Doctors must read and follow this guidance together with the GMC’s other guidance: serious or persistent failure to do so will put their registration at risk.
The guidance makes clear the ethical obligations doctors have towards patients and the standards of care they need to provide. It says that doctors must:
- market their services responsibly
- seek a patient’s consent themselves rather than delegate this to somebody else
- give patients all the time and information they need so that they can make a voluntary and informed decision about whether to go ahead
- take particular care when considering requests for interventions on children and young people
- consider patients’ vulnerabilities and psychological needs when making decisions with them about treatment options
This guidance incorporates principles from the GMC’s existing guidance, and is structured under the four domains of Good medical practiceIn some cases, it sets a higher standard than in other guidance to address the specific safety issues and ethical concerns particular to the cosmetic sector.

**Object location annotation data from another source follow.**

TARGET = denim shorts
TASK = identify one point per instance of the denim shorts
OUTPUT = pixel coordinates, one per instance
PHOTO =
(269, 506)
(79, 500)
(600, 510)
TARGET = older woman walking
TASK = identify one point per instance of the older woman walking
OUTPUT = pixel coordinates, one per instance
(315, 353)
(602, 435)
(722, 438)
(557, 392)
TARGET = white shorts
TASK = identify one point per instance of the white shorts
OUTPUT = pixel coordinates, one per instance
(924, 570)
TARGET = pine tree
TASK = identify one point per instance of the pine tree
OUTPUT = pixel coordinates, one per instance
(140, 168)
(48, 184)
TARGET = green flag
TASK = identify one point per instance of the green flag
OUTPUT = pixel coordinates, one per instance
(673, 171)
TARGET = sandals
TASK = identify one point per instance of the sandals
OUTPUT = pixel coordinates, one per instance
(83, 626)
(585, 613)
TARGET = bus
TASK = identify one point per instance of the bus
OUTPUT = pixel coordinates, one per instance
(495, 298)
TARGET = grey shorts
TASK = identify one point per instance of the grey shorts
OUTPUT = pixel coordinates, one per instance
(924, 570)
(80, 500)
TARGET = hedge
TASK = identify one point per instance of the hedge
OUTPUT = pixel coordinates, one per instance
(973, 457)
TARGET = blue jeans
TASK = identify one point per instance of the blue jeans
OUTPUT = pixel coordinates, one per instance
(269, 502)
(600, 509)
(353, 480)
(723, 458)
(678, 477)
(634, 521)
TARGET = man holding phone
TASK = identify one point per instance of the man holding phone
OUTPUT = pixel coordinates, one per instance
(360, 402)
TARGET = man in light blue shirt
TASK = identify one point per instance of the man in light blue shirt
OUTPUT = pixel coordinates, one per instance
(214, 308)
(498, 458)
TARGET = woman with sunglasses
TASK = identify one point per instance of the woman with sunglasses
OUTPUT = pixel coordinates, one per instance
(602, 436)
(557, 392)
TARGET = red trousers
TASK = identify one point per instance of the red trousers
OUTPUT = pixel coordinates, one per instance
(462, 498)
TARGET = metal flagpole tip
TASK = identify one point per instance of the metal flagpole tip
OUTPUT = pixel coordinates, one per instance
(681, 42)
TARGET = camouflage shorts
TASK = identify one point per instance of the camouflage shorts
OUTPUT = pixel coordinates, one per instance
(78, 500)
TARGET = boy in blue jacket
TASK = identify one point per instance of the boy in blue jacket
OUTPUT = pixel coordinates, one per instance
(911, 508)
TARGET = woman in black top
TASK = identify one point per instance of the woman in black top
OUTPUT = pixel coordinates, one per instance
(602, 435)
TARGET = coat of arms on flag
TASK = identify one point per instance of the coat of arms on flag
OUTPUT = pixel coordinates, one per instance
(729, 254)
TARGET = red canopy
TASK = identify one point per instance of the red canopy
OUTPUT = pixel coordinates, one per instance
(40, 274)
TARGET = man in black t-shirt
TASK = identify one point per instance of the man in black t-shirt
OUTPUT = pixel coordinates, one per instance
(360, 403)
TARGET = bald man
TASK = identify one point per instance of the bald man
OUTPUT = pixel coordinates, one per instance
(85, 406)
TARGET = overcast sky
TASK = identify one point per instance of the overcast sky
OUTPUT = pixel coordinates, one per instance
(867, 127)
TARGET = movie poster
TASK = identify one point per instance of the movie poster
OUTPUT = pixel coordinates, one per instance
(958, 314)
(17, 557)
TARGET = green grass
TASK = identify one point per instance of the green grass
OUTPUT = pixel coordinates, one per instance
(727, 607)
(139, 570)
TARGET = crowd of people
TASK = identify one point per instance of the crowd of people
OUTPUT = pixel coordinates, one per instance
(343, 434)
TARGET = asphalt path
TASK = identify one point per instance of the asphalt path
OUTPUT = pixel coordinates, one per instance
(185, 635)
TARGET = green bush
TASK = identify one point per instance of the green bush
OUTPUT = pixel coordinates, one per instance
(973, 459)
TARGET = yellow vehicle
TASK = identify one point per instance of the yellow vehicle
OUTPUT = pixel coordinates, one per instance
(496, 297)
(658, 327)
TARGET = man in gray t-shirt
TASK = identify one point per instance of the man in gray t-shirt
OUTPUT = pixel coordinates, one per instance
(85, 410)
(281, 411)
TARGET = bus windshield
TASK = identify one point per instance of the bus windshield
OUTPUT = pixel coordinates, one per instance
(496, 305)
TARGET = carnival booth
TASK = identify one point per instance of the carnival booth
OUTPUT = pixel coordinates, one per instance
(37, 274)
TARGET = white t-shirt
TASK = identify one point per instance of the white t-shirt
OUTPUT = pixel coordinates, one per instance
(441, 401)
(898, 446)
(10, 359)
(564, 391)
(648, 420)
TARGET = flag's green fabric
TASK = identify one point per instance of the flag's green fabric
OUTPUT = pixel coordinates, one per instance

What will the GMC do if doctors breach the guidance?
The guidance sets the standards of good medical practice and it expects all doctors registered with the GMC to follow.
If a doctor breaches the guidance and the GMC receive a complaint, it will be investigated under the GMC’s fitness to practise procedures, and if appropriate can impose sanctions on a doctor’s registration. Ultimately, for serious or persistent breaches, there may by a tribunal hearing, and a doctor can be erased from the medical register.